En la otra orilla, M. Almiron fue el intento de respuesta. Con 23 pases (78% de precisión), 2 pases clave y 2 regates exitosos de 2, fue el paraguayo que mejor leyó los pocos momentos de transición. Sin embargo, su 6.3 de valoración refleja la imposibilidad de sostener al equipo solo con chispazos individuales, más aún cuando él mismo ya carga con una amarilla que condicionará su agresividad defensiva en el resto del torneo.
V. Pronóstico estadístico y narrativo
Siguiendo este resultado, las tendencias son claras. USA, en total, promedia 4.0 goles a favor y 1.0 en contra; no ha fallado ningún penalti (0 totales, 0 marcados, 0 fallados), y su única alineación ha sido este 4-2-3-1 que parece diseñado para maximizar el impacto de Balogun, Pulisic, Tillman y la segunda unidad de lujo que supone G. Reyna, autor de 1 gol en 17 minutos con un 100% de precisión en el pase (8 de 8).
Paraguay, por su parte, vive el reverso de la moneda: 1.0 gol a favor de media total, 4.0 en contra, sin porterías a cero y sin penaltis a favor que puedan servir de atajo emocional.
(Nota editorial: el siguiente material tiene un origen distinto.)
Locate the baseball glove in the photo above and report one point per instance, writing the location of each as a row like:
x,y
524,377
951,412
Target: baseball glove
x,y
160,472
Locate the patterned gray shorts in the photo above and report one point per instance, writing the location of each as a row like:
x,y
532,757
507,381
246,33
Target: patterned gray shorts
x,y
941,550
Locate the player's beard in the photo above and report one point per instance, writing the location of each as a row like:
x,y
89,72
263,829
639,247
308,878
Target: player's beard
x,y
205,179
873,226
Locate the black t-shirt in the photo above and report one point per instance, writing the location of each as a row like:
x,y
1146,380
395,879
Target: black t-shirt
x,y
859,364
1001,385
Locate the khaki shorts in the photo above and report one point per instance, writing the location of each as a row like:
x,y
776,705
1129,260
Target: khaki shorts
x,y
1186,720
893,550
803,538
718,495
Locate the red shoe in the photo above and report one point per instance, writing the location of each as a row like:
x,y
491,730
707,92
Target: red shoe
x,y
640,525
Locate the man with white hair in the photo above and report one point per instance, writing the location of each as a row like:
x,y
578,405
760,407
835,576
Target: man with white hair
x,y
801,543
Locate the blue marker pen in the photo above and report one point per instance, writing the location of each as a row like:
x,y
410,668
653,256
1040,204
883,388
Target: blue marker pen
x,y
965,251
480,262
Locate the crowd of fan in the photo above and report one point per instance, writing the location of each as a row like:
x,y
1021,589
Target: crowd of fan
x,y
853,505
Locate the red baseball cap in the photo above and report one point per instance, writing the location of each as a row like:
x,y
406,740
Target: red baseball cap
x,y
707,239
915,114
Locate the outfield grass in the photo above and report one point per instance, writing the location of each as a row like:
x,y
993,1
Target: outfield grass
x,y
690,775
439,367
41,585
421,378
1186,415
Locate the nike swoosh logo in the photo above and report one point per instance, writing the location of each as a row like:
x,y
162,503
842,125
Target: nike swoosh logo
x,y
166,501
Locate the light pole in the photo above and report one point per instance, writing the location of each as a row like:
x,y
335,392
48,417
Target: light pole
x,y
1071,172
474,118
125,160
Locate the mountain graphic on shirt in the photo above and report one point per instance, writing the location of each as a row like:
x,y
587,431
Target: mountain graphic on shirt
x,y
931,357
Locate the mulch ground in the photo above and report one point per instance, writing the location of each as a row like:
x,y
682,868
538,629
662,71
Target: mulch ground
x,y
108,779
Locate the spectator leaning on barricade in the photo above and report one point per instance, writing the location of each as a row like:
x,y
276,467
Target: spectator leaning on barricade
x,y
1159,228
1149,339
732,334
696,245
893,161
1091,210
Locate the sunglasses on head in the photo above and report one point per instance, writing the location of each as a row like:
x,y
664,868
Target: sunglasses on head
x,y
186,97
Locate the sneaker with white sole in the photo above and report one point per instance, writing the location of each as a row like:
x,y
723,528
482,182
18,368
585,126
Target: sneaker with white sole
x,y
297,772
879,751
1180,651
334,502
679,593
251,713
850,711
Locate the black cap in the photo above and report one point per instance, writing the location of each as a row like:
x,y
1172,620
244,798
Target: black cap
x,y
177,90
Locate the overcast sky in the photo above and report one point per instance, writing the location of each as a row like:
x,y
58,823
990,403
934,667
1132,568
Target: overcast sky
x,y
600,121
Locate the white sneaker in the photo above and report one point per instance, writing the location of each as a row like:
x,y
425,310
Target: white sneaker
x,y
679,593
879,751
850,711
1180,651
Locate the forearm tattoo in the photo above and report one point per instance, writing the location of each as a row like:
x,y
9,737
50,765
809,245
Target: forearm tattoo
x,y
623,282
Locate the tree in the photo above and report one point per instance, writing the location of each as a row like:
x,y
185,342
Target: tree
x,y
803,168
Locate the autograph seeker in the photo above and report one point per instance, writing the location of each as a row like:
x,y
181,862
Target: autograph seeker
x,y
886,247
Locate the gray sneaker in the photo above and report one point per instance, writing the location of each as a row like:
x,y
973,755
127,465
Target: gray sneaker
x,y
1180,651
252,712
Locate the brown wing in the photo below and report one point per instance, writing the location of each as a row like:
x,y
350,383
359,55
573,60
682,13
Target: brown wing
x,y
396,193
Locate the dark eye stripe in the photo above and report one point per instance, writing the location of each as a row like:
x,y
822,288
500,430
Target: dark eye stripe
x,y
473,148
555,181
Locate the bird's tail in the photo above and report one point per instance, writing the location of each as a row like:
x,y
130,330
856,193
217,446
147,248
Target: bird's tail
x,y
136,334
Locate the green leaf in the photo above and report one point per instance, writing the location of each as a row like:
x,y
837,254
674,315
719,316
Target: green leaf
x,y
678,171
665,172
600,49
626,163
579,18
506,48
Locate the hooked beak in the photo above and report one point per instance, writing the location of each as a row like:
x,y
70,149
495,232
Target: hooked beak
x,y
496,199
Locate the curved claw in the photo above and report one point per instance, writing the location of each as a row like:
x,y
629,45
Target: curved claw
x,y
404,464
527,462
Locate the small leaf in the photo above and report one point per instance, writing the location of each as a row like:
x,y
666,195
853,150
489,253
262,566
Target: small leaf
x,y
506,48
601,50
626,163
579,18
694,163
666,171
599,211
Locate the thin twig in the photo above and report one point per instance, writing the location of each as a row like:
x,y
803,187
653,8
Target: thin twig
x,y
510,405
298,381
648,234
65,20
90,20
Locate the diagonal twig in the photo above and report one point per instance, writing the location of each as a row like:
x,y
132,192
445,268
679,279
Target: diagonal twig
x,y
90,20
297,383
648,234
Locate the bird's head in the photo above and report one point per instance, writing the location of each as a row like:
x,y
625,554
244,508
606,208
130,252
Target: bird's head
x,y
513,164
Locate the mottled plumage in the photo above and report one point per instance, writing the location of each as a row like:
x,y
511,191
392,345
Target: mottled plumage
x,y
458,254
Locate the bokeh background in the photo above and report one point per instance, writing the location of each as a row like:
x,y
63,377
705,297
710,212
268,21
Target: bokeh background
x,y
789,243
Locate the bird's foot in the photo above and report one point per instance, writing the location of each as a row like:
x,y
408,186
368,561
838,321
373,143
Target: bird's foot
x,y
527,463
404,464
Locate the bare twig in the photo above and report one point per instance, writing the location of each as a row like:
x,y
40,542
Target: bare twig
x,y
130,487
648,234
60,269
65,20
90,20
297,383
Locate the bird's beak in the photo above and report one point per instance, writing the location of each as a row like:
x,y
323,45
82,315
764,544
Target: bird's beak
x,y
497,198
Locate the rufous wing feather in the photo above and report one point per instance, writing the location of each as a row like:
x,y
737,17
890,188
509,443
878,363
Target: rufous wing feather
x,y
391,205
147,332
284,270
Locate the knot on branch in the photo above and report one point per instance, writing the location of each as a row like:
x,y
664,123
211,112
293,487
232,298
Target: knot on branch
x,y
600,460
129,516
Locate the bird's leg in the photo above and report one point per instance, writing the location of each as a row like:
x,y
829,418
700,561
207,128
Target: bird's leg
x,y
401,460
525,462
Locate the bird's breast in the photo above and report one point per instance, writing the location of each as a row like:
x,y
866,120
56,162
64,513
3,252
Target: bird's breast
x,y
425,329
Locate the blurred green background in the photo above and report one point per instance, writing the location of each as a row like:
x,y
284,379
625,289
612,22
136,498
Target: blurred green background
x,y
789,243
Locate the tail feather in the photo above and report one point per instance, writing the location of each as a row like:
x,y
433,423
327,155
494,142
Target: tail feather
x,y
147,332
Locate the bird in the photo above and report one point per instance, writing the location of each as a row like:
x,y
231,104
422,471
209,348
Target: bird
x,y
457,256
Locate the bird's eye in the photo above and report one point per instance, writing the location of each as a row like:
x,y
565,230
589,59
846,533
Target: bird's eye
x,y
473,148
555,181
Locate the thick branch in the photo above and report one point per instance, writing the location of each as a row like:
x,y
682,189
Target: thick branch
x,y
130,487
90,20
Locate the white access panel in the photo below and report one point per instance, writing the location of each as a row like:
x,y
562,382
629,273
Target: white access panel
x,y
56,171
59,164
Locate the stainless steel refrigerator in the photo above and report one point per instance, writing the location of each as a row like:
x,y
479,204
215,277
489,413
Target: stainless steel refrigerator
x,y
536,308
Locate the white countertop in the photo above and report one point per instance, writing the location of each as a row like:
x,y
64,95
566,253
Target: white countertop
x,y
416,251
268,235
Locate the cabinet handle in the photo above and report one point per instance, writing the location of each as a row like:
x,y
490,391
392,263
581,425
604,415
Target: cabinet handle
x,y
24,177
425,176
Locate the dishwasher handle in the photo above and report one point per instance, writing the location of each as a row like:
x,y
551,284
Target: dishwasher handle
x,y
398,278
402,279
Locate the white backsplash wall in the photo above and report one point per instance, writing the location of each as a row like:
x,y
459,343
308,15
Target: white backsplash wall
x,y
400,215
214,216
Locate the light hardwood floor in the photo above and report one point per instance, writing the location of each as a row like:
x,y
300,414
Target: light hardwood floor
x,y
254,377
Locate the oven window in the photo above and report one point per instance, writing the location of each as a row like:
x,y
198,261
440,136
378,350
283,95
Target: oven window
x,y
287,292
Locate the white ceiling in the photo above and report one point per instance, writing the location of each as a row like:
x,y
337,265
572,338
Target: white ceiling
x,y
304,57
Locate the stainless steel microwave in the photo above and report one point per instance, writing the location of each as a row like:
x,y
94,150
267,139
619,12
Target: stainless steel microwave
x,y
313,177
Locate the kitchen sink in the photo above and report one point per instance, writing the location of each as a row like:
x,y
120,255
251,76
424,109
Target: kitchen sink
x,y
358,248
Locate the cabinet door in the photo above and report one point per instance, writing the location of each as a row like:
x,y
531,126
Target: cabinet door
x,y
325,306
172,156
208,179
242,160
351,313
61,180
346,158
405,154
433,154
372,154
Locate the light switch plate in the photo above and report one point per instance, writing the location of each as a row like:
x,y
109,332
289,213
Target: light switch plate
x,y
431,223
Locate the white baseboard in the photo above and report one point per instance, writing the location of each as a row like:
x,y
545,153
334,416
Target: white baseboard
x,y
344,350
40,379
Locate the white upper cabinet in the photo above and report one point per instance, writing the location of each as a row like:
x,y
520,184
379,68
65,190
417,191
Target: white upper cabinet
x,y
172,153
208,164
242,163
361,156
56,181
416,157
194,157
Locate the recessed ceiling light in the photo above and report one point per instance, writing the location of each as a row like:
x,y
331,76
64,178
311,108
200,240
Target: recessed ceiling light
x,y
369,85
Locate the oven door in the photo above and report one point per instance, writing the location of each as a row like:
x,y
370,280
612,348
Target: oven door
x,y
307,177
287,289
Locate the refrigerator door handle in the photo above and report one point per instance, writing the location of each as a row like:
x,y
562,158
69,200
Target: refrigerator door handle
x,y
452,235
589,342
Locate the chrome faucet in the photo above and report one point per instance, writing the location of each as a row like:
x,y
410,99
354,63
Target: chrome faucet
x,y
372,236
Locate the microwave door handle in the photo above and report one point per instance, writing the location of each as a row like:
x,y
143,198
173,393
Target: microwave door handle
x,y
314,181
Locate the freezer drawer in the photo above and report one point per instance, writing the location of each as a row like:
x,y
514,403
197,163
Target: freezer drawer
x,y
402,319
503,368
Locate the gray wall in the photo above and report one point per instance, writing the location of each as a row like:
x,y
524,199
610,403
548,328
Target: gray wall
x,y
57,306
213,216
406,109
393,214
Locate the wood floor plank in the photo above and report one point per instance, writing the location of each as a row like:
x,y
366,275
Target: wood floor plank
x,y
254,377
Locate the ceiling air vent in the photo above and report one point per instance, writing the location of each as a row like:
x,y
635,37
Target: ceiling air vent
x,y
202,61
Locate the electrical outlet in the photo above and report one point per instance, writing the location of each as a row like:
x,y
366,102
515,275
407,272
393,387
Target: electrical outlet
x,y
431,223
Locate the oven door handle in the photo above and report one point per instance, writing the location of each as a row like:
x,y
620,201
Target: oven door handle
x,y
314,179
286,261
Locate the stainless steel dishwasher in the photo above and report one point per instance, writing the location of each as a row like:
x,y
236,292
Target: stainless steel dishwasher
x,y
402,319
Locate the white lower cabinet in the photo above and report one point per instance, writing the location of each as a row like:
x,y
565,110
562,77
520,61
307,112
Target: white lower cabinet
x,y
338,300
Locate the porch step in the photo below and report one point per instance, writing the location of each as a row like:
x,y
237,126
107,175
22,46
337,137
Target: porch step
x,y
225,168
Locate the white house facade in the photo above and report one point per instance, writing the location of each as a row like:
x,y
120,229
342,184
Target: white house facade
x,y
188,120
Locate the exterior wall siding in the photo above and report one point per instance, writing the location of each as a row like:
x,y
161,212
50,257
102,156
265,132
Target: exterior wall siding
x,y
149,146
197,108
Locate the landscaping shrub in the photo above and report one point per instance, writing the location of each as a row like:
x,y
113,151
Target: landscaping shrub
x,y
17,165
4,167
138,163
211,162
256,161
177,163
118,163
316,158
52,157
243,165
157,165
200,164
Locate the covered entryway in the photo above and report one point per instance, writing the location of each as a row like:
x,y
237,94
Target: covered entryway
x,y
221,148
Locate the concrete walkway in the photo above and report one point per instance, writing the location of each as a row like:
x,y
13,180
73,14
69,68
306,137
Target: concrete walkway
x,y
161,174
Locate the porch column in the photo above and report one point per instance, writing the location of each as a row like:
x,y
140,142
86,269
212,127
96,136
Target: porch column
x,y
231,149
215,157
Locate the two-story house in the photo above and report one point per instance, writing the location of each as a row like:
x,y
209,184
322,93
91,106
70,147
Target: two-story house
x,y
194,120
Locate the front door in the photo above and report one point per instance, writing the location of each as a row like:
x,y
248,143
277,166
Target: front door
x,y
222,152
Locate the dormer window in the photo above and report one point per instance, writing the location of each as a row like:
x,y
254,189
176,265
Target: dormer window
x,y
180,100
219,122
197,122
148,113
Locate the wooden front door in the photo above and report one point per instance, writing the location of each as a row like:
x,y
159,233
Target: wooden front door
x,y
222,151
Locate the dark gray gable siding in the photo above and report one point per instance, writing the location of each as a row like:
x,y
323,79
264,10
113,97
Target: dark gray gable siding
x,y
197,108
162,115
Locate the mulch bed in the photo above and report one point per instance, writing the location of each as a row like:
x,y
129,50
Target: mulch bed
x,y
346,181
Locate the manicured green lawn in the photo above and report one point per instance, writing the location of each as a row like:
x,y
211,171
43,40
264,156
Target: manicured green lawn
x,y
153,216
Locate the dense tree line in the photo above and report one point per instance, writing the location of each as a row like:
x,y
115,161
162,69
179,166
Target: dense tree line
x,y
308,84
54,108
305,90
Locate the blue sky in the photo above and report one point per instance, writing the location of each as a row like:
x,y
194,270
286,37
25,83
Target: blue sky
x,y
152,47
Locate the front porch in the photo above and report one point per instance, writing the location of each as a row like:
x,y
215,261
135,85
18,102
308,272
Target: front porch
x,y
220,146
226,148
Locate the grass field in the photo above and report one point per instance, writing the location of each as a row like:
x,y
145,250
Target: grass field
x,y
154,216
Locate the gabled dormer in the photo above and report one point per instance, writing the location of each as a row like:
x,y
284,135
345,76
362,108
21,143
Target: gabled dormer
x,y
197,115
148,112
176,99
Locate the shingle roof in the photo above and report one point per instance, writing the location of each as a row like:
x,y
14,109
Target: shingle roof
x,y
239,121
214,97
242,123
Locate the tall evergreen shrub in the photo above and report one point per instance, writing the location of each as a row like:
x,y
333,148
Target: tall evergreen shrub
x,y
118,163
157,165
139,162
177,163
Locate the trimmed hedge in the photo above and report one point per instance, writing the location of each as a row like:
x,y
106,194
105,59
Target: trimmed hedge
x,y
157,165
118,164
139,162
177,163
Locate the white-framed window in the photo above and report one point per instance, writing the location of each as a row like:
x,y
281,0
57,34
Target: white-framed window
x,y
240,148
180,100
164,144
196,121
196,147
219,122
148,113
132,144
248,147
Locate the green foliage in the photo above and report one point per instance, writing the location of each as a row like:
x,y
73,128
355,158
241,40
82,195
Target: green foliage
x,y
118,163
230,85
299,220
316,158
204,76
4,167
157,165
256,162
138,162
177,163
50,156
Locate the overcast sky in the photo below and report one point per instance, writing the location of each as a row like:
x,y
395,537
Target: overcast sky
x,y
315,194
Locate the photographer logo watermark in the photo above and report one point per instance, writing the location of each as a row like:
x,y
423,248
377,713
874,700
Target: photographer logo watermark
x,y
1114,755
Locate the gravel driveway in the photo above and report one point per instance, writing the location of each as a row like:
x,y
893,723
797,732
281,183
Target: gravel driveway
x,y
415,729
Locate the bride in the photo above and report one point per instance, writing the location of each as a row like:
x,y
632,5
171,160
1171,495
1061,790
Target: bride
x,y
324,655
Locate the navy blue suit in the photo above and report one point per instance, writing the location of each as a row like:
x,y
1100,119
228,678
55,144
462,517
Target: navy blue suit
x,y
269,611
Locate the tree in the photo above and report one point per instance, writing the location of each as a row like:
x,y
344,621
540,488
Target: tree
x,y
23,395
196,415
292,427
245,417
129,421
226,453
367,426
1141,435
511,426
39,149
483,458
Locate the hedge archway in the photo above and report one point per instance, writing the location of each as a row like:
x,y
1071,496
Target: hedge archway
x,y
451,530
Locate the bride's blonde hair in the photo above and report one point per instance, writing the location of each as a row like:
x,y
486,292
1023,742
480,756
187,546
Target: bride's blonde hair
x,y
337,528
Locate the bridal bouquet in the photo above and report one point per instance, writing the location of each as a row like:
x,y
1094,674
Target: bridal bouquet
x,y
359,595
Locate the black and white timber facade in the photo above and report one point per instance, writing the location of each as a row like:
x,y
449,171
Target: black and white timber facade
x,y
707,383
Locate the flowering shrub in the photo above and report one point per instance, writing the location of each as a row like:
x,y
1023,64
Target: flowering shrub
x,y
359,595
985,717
El 4-4-2 tiene piezas interesantes —Enciso, Mauricio, Almiron— pero la estructura defensiva necesita compactarse y, sobre todo, reducir esa cascada de amarillas tardías que delata frustración y descontrol.
La lectura táctica de lo ocurrido en SoFi Stadium proyecta un futuro inmediato: USA se perfila como un equipo de alto xG, capaz de generar ocasiones constantes a partir de su circulación interior y la movilidad de su punta. Paraguay, en cambio, deberá ajustar su bloque medio-bajo y encontrar una forma de proteger mejor el carril central si no quiere que su promedio de goles encajados siga dictando la narrativa de su World Cup.